Considering that inflating the number of pathways being tested increases the number of hypothesis testing being performed, unnecessarily penalizing all relevant tests to control for Type I error, Q1) is it acceptable to further subset these collections/subcollections for pathways I am interested in testing?
Or do I need to stick with the entire collection generated by Broad Institute.
From C7: immunologic signature gene sets, there are certain studies and gene collections that I am interested in seeing if they are enriched in our experiment.
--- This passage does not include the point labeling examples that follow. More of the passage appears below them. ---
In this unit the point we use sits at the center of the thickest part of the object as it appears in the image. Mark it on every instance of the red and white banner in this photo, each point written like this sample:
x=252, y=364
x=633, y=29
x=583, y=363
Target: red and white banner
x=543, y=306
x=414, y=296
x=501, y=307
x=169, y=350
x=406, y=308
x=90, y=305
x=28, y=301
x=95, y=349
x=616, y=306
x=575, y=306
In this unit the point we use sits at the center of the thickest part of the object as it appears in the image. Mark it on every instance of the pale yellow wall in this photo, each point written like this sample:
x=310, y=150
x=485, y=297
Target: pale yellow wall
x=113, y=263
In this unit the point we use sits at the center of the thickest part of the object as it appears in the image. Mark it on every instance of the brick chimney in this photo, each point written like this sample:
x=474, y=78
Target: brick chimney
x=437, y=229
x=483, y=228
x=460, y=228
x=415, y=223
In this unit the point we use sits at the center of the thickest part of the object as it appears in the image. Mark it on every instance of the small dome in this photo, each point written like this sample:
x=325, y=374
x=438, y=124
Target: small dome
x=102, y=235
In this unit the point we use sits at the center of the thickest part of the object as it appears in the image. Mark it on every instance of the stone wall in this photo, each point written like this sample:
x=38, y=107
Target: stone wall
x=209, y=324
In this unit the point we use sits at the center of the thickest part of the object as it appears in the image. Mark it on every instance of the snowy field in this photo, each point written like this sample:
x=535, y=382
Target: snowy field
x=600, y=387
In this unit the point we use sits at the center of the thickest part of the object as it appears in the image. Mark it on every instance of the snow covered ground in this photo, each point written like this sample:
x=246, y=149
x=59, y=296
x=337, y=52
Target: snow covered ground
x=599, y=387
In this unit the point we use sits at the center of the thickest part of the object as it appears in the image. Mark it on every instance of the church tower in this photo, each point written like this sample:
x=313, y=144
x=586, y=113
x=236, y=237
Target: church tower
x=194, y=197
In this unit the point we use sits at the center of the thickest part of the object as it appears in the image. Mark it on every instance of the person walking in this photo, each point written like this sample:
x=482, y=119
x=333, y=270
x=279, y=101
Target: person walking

Q2) Can I just test those individually in GSEA or do I need to feed the entire C7 collection?
Thanks!
Q1: Yes, I personally think meaningful subsetting will help reducing multiple-testing burden.
Q2: Whatever floats your boat. Personally I think these enrichment analysis are a mess anyway, both statistically and in the sense that the collections are not really standardized (sometimes REACTOME terms for example contain genes that cannot be mapped because of typos) and included genes are (heavily) redundant between pathways.
After all, these analysis may suggest something, and that always needs to be confirmed by other analysis or experiments. I would never see term enrichment of any kind as a "proof" for anything.
The following is definitely worth a read if you are doing gene set enrichment analyses
Urgent need for consistent standards in functional enrichment analysis
Thank you both for your suggestions. I will keep those points in mind and will also try to follow the best practices outlined in the linked paper.